Roméo Ricci, ENDOFLAMMASOME project

NLRP3 activation in endosomes: From basic mechanisms to disease

Cells in our body are constantly exposed to environmental stressors. Cells have therefore developed an intricate system of proteins that can detect these insults. Once these proteins get activated by them, they eventually induce an inflammatory response. From an evolutionary perspective, inflammation has a beneficial role as it eliminates these stressors and facilitates the repair of tissue damage caused by them. However, if inflammation persists, it can also have detrimental effects.

Our project, supported by the 'Chaires d’excellence,' centers on investigating a specific protein known as NLRP3, capable of detecting a diverse array of seemingly unrelated environmental stressors. We recently made a discovery that these stressors share a common trait: they all disrupt the composition of a specific cellular compartment known as the endosome. In fact, NLRP3 is recruited to these “stressed” endosomes thereby initiating inflammation. The understanding of this mechanism could potentially explain low-grade inflammation observed in different human diseases including obesity-associated diabetes.

Our discovery created a new research axis in the laboratory that opened fundamentally novel scientific questions. Answering them in a more comprehensive manner constitutes a very ambitious endeavor that requires state-of-the-art experimental tools and collaborations at the international level. A project of this dimension clearly requires substantial funding on a long-term basis. The “Chaire d’excellence” will provide the necessary support that will increase our international visibility at the interface of cell biology and immunology.

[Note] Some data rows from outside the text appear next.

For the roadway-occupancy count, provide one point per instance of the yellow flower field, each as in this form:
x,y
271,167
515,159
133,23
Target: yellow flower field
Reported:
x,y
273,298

Albert WEIXLBAUMER, CoTransSplice Project

Decipher the coupling between mRNA splicing and gene transcription

Albert WEIXLBAUMER is one of the laureates of the ANR Chair d’excellence program. The generous funding will support his research group for 5 years, as they tackle a fundamental question: how is the coordination between transcription and splicing achieved in humans? In gene expression, transcription yields pre-mRNA, a transient DNA copy, which subsequently undergoes splicing to excise non-coding segments, resulting in mature mRNA. The process of splicing is pivotal for human proteomic diversification, as various mature mRNAs can be produced from a single pre-mRNA. Notably, splicing occurs concomitantly with transcription and is regulated by the transcription machinery. Yet, this intricate relationship remains poorly understood and will be the focus of the funded project. Ultimately, this endeavor aims to enhance our comprehension of the interplay between transcription and splicing, elucidating how humans diversify their proteome and how dysregulation of these processes may contribute to disease.